Os relatos dos ex-funcionários são de que esse HD e outros equipamentos guardam vídeos de orgias que o vereador participaria na própria residência, inclusive com participação de menores de idade. Os depoimentos foram prestados na última terça-feira (5), na 42ª DP (Recreio), no âmbito de um inquérito que apura o vazamento de um vídeo íntimo no qual uma adolescente de 15 anos e Monteiro aparecem mantendo relações sexuais.

CONSELHO DE ÉTICA

Também na terça-feira (5), o Conselho de Ética da Câmara Municipal do Rio de Janeiro decidiu abrir representação disciplinar com pedido de cassação do mandato contra o vereador Gabriel Monteiro. A decisão foi unânime. O presidente do Conselho de Ética, vereador Alexandre Isquierdo (DEM), afirmou que os indícios de edição e direcionamento de vídeos, com exposição de crianças e pessoas em situação de vulnerabilidade, podem configurar quebra de decoro parlamentar.
Isquierdo disse ao UOL que a representação está fundamentada nos vídeos, uma vez que o conselho ainda não teve acesso às investigações policiais. Ex-PM, Gabriel Monteiro foi alvo também de denúncias de estupro e assédio sexual. Ele nega as acusações.
Reportagem da TV Globo mostrou que Monteiro forjou cenas de seus vídeos no YouTube. No material bruto do vídeo, o vereador orienta uma criança a dizer que está sem comida. Na versão editada, publicada nas redes sociais dele, o vereador leva a menina ao shopping e ela diz que está "comendo o que mais gosta".

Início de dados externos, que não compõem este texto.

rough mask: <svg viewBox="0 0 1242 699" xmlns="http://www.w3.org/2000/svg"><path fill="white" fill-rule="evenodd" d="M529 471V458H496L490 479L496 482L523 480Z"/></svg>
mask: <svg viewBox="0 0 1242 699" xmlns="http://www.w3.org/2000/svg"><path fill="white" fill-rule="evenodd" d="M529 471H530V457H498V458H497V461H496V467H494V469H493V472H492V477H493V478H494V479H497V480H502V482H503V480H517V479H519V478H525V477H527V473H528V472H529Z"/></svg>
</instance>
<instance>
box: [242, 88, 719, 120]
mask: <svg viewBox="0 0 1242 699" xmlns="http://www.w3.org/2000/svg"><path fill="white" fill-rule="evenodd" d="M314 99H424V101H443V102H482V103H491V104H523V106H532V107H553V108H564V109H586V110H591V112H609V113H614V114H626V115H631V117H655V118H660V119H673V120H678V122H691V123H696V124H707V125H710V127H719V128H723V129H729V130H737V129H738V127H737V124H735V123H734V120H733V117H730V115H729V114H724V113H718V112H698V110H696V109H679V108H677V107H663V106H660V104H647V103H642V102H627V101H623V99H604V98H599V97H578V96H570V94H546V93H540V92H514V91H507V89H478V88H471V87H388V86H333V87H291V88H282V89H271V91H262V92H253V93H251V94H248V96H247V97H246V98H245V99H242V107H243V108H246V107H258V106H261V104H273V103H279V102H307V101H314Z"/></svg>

Novas denúncias contra Gabriel Monteiro continuam chegando ao Conselho de Ética e Decoro Parlamentar da Câmara Municipal do Rio de Janeiro, afirmou Chico Alencar (PSOL-RJ), durante entrevista ao UOL News.
Alencar, que é membro do Conselho de Ética da Câmara do Rio, comparou o caso de Gabriel Monteiro com o de João de Deus - médium condenado a mais de 100 anos de prisão por crimes sexuais cometidos da cidade de Abadiânia, no interior de Goiás.